Im Zentrum steht die Frage, welche Rolle die Landessprachen im obligatorischen Unterricht spielen sollen. Für den Bundesrat ist dies eine «Frage von nationaler Bedeutung». Die Bundesverfassung verpflichte Bund und Kantone gemeinsam, die Landessprachen zu erhalten, die Verständigung zwischen den Sprachgemeinschaften zu stärken und nationale Minderheiten zu schützen, hält die Regierung fest. Der Bund sehe sich damit in der Verantwortung, den Zusammenhalt zwischen den Sprachregionen und den Respekt vor der sprachlichen Vielfalt zu sichern, während die Kantone ihr Schulwesen so zu harmonisieren hätten, dass Qualität und Durchlässigkeit des Bildungsraums Schweiz gewahrt bleiben.
Der Konflikt entzündet sich an der 2004 beschlossenen Sprachenstrategie der Kantone, die 2009 im HarmoS-Konkordat verankert wurde. Diese sieht vor, dass Kinder in der Primarschule zwei Fremdsprachen erlernen – darunter eine zweite Landessprache. In einzelnen Kantonen gibt es inzwischen Bestrebungen, den Unterricht einer Landessprache als Fremdsprache auf der Primarstufe zu streichen. Das widerspreche der gemeinsamen Strategie, schreibt der Bundesrat und zeigt sich über diese Entwicklung «beunruhigt».
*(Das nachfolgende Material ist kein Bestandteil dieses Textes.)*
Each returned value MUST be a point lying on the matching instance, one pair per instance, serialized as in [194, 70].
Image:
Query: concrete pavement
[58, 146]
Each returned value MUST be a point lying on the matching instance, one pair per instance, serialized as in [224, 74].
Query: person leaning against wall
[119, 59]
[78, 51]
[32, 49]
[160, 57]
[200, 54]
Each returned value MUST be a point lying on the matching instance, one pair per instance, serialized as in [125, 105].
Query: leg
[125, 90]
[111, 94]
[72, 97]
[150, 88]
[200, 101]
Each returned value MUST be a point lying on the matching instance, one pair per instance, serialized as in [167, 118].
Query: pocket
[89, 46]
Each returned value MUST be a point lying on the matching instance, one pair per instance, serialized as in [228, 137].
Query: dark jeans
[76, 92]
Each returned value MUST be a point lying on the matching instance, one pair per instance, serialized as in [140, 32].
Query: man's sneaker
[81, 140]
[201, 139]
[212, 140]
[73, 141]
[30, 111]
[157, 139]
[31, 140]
Um gegenzusteuern, legt die Regierung zwei Varianten für eine Gesetzesänderung vor. Die erste folgt dem HarmoS-Modell: In der Primarschule sollen obligatorisch zwei Fremdsprachen unterrichtet werden, eine Landessprache und Englisch. Damit würde die heutige Praxis in den 15 HarmoS-Kantonen bundesrechtlich abgesichert und für alle gelten, sollte es nötig werden. Die zweite Variante lässt den Kantonen mehr Spielraum: Sie verpflichtet lediglich dazu, dass eine zweite Landessprache spätestens ab der Primarschule und durchgehend bis zum Ende der obligatorischen Schulzeit unterrichtet wird, ohne Englisch explizit als zweite Fremdsprache vorzuschreiben.
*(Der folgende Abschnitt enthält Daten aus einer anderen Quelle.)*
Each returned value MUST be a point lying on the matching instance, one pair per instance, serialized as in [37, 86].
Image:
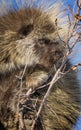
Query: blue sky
[75, 59]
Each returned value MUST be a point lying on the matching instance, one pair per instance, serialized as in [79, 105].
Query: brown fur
[28, 37]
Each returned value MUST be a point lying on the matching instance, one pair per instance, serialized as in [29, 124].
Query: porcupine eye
[44, 42]
[25, 30]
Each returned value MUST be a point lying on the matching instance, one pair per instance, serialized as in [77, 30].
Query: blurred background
[76, 55]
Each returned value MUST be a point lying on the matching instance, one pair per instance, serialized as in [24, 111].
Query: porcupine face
[28, 37]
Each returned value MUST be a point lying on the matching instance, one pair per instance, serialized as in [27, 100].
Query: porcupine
[28, 37]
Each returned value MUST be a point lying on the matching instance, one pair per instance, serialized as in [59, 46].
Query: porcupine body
[28, 37]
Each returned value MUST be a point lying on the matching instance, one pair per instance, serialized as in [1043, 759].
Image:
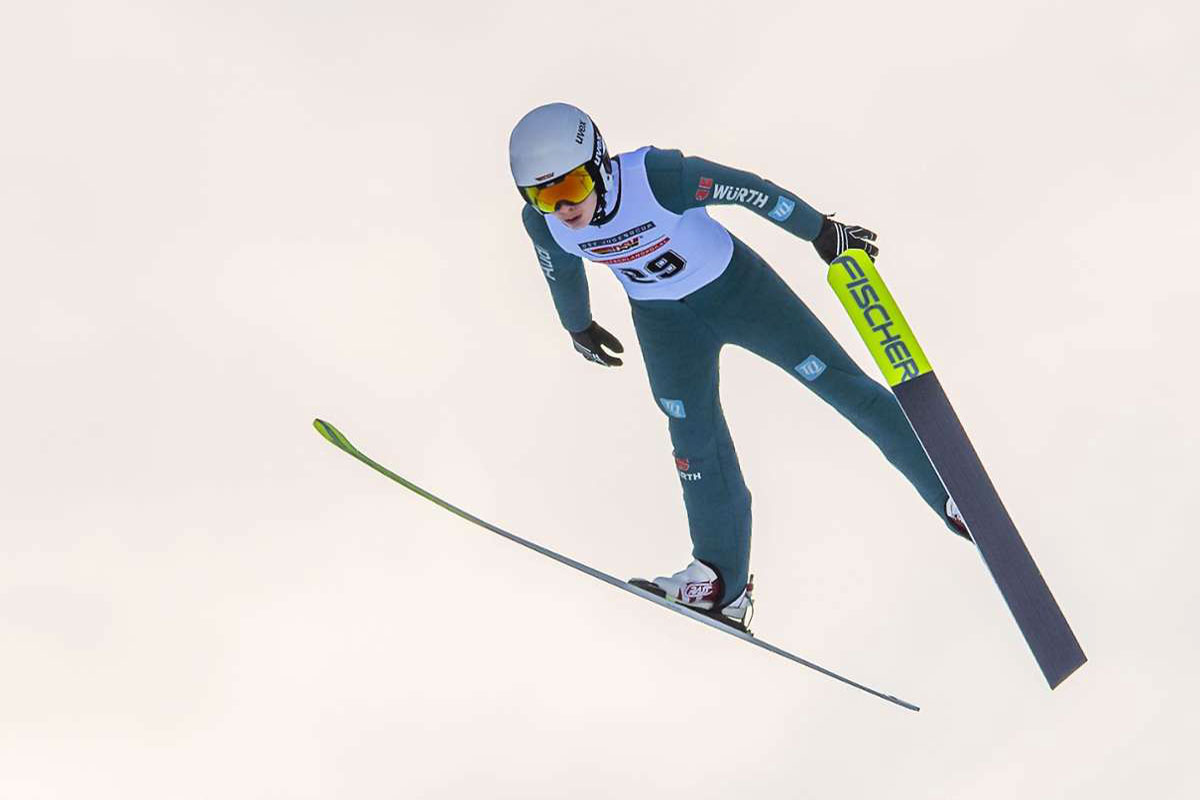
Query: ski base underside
[1043, 624]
Mit der Revision will der Bundesrat den Rahmen abstecken für den Fall, dass die Kantone ihre Sprachenstrategie ganz oder teilweise aufgeben. Konkrete Entscheide sind noch offen: Zunächst läuft bis zum 5. Oktober 2026 eine Vernehmlassung, in der Kantone, Parteien und weitere Akteure Stellung beziehen können. Erst danach wird sich zeigen, ob sich das strengere HarmoS-Modell oder die flexibelere Lösung durchsetzt – und wie viel Gewicht der Bund seiner sprachpolitischen Rolle im Schulbereich tatsächlich geben will.